Regression Coefficients (b) Standard Errors of the Estimates for Teacher’s Earnings Function (sb)
Intercept 4269.9
Gender (male = 1) 632.38 13.39
Total Years of Experience 52.32 1.10
Years of Experience in Current District 29.97 1.52
Education 629.33 13.16
Total Revenue per ADA 90.24 3.76
R–  2 .725
n 24,916

Table 1: Earnings Estimate for Elementary and Secondary School Teachers

The coefficients for all the independent variables are significantly different from zero as indicated by the standard errors. Dividing the standard errors of each coefficient results in a t-value greater than 1.96 which is the required level for 95% significance. The binary variable, our dummy variable of interest in this analysis, is gender where male is given a value of 1 and female given a value of 0. The coefficient is significantly different from zero with a dramatic t-statistic of 47 standard deviations. We thus cannot accept the null hypothesis that the coefficient is equal to zero. Therefore we conclude that there is a premium paid male teachers of $632 after holding constant experience, education and the wealth of the school district in which the teacher is employed. It is important to note that these data are from some time ago and the $632 represents a six percent salary premium at that time.
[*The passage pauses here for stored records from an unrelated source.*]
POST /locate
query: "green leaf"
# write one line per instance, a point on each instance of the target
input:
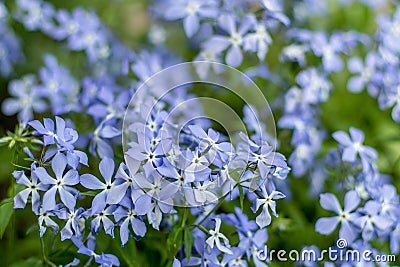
(6, 212)
(89, 193)
(129, 254)
(174, 241)
(188, 242)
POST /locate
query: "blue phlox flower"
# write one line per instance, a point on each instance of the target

A graph of this example of dummy variables is presented below (Figure 3).

Figure 3

In two dimensions, salary is the dependent variable on the vertical axis and total years of experience was chosen for the continuous independent variable on horizontal axis. Any of the other independent variables could have been chosen to illustrate the effect of the dummy variable. The relationship between total years of experience has a slope of $52.32 per year of experience and the estimated line has an intercept of $4,269 if the gender variable is equal to zero, for female. If the gender variable is equal to 1, for male, the coefficient for the gender variable is added to the intercept and thus the relationship between total years of experience and salary is shifted upward parallel as indicated on the graph. Also marked on the graph are various points for reference. A female school teacher with 10 years of experience receives a salary of $4,792 on the basis of her experience only, but this is still $109 less than a male teacher with zero years of experience.
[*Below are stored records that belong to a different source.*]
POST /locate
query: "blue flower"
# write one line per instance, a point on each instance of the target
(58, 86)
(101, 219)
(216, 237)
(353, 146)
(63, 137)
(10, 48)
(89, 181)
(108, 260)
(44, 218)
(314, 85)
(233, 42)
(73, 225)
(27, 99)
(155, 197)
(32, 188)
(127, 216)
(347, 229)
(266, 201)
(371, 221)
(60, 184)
A more complex interaction between a dummy variable and the dependent variable can also be estimated. It may be that the dummy variable has more than a simple shift effect on the dependent variable, but also interacts with one or more of the other continuous independent variables. While not tested in the example above, it could be hypothesized that the impact of gender on salary was not a one-time shift, but impacted the value of additional years of experience on salary also. That is, female school teacher’s salaries were discounted at the start, and further did not grow at the same rate from the effect  of experience as for male school teachers. This would show up as a different slope for the relationship between total years of experience for males than for females. If this is so then females school teachers would not just start behind their male colleagues (as measured by the shift in the estimated regression line), but would fall further and further behind as time and experienced increased.

The graph below shows how this hypothesis can be tested with the use of dummy variables and an interaction variable (Figure 4).

Figure 4

The estimating equation shows how the slope of X_1, the continuous random variable experience, contains two parts, b_1 and b_3. This occurs because of the new variable X_2X_1, called the interaction variable, was created to allow for an effect on the slope of X_1 from changes in X_2, the binary dummy variable. Note that when the dummy variable, X_2 = 0 the interaction variable has a value of 0, but when X_2  = 1 the interaction  variable  has a value of X_1. The coefficient b_3  is an estimate  of the difference in the coefficient of X_1 when X_2 = 1 compared to when X_2 = 0. In the example of teacher’s salaries, if there is a premium paid to male teachers that affects the rate of increase in salaries from experience, then the rate at which male teachers’ salaries rises would be b_1 + b_3 and the rate at which female teachers’ salaries rise would be simply b_1. This hypothesis can be tested with the hypothesis:

H_0:\beta_3=0|\beta_1=0,\beta_2=0

H_a:\beta_3=0|\beta_1\neq0,\beta_2\neq0

This is a t-test using the test statistic for the parameter \beta_3. If we cannot accept the null hypothesis that\beta_3=0 we conclude there is a difference between the rate of increase for the group for whom the value of the binary variable is set to 1, males in this example. This estimating equation can be combined with our earlier one that tested only a parallel shift in the estimated line. The earnings/experience functions in Figure 4 are drawn for this case with a shift in the earnings function and a difference in the slope of the function with respect to total years of experience.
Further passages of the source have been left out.